A new technology could help protect patients’ privacy when it comes to the use of facial images in medical diagnoses.

Artificial intelligence (AI) and other digital technologies have great potential for improving patient care, but there are a number of concerns around how they could be misused, with privacy being a key one. Now, research published Sept. 15 in Nature Medicine may have found a way around such issues when it comes to image storage in medical records and facial recognition software.

The team, which is based in China, developed what they call a “digital mask” that “irreversibly” removes identifying features from facial images of patients, complying with what’s required under the Health Insurance Portability and Accountability Act Privacy Rule, while still keeping the information doctors need to make diagnoses.
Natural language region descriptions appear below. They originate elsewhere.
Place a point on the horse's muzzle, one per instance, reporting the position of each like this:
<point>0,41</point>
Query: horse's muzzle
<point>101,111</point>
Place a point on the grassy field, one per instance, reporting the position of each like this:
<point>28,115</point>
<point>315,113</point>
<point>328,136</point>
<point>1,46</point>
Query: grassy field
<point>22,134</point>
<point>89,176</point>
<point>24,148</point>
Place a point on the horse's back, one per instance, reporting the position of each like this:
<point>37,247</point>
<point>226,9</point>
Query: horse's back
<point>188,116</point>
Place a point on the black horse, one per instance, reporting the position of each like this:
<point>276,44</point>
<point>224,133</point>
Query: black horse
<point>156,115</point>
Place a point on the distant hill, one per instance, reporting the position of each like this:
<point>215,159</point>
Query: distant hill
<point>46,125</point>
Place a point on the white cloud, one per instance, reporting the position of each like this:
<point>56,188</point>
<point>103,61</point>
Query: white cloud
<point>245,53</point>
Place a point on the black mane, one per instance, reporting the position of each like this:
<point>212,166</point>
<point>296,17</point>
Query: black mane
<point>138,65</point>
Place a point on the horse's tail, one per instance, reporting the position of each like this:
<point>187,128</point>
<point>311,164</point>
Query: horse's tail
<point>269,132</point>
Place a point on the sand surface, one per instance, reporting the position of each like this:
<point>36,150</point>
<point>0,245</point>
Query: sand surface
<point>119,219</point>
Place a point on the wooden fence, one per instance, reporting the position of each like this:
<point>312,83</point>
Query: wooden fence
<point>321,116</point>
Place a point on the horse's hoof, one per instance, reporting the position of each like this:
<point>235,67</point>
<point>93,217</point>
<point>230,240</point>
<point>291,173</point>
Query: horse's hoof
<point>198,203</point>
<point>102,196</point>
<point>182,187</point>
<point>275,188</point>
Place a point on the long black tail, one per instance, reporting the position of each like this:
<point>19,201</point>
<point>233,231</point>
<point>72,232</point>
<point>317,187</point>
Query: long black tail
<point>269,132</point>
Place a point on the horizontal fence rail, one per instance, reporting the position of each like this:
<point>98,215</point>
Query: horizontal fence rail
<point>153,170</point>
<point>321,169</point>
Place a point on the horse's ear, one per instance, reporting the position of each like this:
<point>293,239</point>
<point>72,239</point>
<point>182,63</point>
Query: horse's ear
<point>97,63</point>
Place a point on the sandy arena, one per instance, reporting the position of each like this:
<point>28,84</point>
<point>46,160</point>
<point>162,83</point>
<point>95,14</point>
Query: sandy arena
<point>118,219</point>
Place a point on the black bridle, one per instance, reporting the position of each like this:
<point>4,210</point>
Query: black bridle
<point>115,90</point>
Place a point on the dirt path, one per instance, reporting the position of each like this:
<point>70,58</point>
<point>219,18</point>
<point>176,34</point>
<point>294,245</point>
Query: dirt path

The digital mask technology, which is based on deep-learning algorithms and 3D reconstruction, uses an original video of a patient’s face to generate a reconstructed version of the video that only includes disease information, “while discarding as much of the patient’s identity as possible,” the research team writes. They add that it’s impossible to convert the reconstructed video back to the original version because most of the information necessary “has been discarded and is no longer present in the set of digital representations that constitute the mask.”

Testing the Digital Mask

They tested the technology in a prospective clinical study involving the diagnosis of eye and vision conditions for 405 participants by 12 ophthalmologists, who made diagnoses based on the original videos and then on the reconstructed versions from the digital mask technology. The team found “very high diagnostic consistency” between the two types of videos when it came to diagnosing nystagmus, ptosis, strabismus, and thyroid-associated orbitopathy. For all other ocular conditions, the technology showed “comparable” performance, the researchers wrote.

In addition, they tested how well the digital mask technology hid patients’ identities, finding that it:

  • Performed better than image cropping methods
  • Evaded facial recognition systems that use AI-powered “re-identification algorithms”
  • Increased patients’ willingness to allow their facial images to be used as part of their medical treatment

The researchers conclude that the study shows the potential of their digital mask algorithm in protecting patients’ image information from data breaches and misuse while still preserving the medical information doctors require, as options explored in other studies have removed too much data for doctors to make accurate diagnoses. They add the study also shows their technology’s “acceptability to healthcare users.”

However, they write that more work will need to be done to overcome the limitations of their study, such as reconstruction challenges for images relating to certain conditions, limited sample size, and remaining privacy issues relating to possible exposures of patient video and their algorithm potentially being attacked.

“Future work is necessary to further evaluate the applicability of [digital mask technology] in a wider variety of clinical settings as the requirements for de-identification will vary according to the type of imaging dataset used,” they add.